Ogni organizzazione è inserita in un quadro normativo complesso, che non si limita a definire obblighi, ma incide direttamente sulle modalità operative, sui rischi e sulle responsabilità.
Affrontare la compliance come un insieme di adempimenti isolati porta spesso a una gestione frammentata, reattiva e poco controllabile.
L’area Ambiente & Compliance nasce per riportare ordine in questo scenario: leggere il contesto normativo, verificare la situazione reale e costruire una base solida su cui lavorare.

Cosa facciamo concretamente
Interveniamo per rendere il sistema comprensibile e governabile.
Analizziamo gli obblighi applicabili, verifichiamo autorizzazioni e adempimenti, individuiamo criticità e costruiamo percorsi di adeguamento sostenibili.
Non si tratta soltanto di “gestire pratiche”, ma di mettere l’organizzazione in condizione di sapere a che punto si trova e cosa deve fare.
Ambiti di intervento
Le attività si articolano in interventi tra loro integrati, ciascuno con un ruolo preciso nel rendere il sistema solido e controllabile.
- Autorizzazioni ambientali e rapporti con la PA Le autorizzazioni non sono un passaggio formale, ma il presupposto per operare. Errori, ritardi o incoerenze nella gestione dei rapporti con la Pubblica Amministrazione possono bloccare attività o generare contenziosi. Interveniamo per rendere il processo chiaro, coerente e sostenibile nel tempo.
- Assistenza giuridica in materia HSE La normativa HSE è tecnica, stratificata e in continua evoluzione. Non si tratta solo di “interpretare la norma”, ma di tradurla in scelte operative corrette. L’assistenza giuridica serve proprio a questo: ridurre l’incertezza e supportare decisioni consapevoli.
- Registri normativi delle prescrizioni HSE Sapere quali obblighi si applicano è il primo vero punto critico. I registri normativi permettono di avere una mappatura chiara e aggiornata delle prescrizioni, evitando omissioni e duplicazioni. Sono lo strumento che rende la compliance leggibile e gestibile.
- Audit, due diligence e gap analysis Verificare lo stato reale del sistema significa andare oltre la percezione interna. Audit e analisi strutturate consentono di individuare criticità, misurare la distanza dagli obblighi e definire priorità di intervento, con un approccio concreto e documentato.
- Studi preliminari e analisi di fattibilità HSE Ogni nuova attività, impianto o progetto porta con sé implicazioni ambientali e di sicurezza. Analizzarle prima significa evitare errori a valle, ridurre tempi e costi e prendere decisioni informate fin dall’inizio.
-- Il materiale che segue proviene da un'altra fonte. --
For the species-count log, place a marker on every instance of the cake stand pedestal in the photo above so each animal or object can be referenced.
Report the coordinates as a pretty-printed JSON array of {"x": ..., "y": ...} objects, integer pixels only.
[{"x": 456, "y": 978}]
- Valutazione dei rischi Il rischio non è solo un adempimento da documentare, ma un elemento da governare. Una valutazione efficace consente di individuare le esposizioni reali e definire misure coerenti, trasformando un obbligo in uno strumento di gestione.
Ogni intervento è costruito sul contesto reale dell’organizzazione, non su modelli standard.
Output
Il sistema smette di essere opaco e diventa governabile.
L’azienda acquisisce una visione chiara degli obblighi applicabili, dei rischi effettivi e delle priorità di intervento.
Questo consente di superare una gestione frammentata e reattiva, per passare a un controllo strutturato e consapevole.
Le attività da svolgere non sono più generiche o scollegate, ma tradotte in azioni concrete, sostenibili e coerenti con il contesto aziendale.
Il risultato è un sistema che non solo rispetta gli obblighi, ma è in grado di mantenerli nel tempo.